Quick Formative Assessment: How are our New Teachers Doing?
This is typically the time of year that teachers come up for air. The rush of the beginning of school is over. We’ve established our routines and have built relationships with students and families. We’ve survived conference week, and we’re getting into a groove with teaching and learning. We may even have begun looking forward to the holiday season. . .
It’s important at this time of year to take a quick look around to make sure all our new teachers have crossed that metaphorical November 1st finish line alongside us. In the adrenaline haze of making it ourselves, it can be easy to overlook a straggler bogged down in the weeds of planning, grading, or the overwhelming feelings of stress that are a right of passage into this challenging profession.
Anyone need a hand—a cup of water offered raceside to power them over the line?
This is the perfect time of year to offer some encouragement to the newest members of our profession. This job is incredibly rewarding, but we also know how tough it can be. A kind word from a colleague can make all the difference to a new teacher who might not yet have found his or her stride.
A simple thank you might be just what a new teacher needs:
Thank you for working hard for kids every day. You’re busting your you-know-what and we see you! What lucky students you have!

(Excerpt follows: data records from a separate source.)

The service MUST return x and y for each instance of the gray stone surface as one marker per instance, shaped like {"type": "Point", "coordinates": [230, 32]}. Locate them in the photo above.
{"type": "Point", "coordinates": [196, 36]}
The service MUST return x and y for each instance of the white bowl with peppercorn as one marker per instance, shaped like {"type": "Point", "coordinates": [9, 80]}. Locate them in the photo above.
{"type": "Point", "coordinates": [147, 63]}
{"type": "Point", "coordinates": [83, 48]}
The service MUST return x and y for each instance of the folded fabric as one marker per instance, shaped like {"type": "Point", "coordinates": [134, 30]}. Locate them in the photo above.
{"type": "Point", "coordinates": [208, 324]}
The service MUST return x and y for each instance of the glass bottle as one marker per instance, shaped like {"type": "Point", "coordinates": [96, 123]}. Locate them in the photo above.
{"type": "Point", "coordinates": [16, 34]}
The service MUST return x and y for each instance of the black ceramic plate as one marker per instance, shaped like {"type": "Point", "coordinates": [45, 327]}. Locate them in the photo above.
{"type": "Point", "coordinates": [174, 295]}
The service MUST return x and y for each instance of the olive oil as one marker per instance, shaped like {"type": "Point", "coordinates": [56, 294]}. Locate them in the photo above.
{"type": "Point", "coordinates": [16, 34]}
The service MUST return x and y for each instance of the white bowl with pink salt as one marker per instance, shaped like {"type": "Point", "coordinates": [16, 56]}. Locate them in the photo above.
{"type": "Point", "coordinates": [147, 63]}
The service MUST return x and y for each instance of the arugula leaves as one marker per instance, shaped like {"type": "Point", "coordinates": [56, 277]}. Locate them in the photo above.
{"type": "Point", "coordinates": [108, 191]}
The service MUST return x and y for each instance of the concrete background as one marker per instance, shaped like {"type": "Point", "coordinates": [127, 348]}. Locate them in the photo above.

Thank you for asking questions and being so curious about teaching and learning! Education needs teachers like you who care so much.
Thank you for being a valuable member of our professional community—we appreciate you!
In addition to noticing teachers who might need a positive word, how might encouraging new teachers to join a professional organization like CCIRA support them from the very beginning of their careers? Consider the burst of energy you get every year from the annual conference in February. . . Registration opens today—perhaps you might encourage a new teacher to attend with you. We have special sessions and a free luncheon for new teachers at the conference—check out sessions marked “Early Career Network.” Or if your local council has an event coming up, you might reach out and personally invite a new teacher to join you.
Think about what you need when the stresses are outweighing the rewards, and anticipate that new teachers will often experience a disproportionate amount of stress.
As a new teacher, I valued (and still value) those colleagues who took the time to mentor and encourage me. We are a learning profession, and it’s in our nature to support each other as learners. Sometimes it’s the littlest thing—some positive feedback, a thank you, a note or care package in someone’s mailbox. . . an invitation to a professional learning experience that is guaranteed to inspire
(cough cough, like the CCIRA Conference)
. Let’s be mindful of the experience of new teachers and reach out to them—now is the perfect time.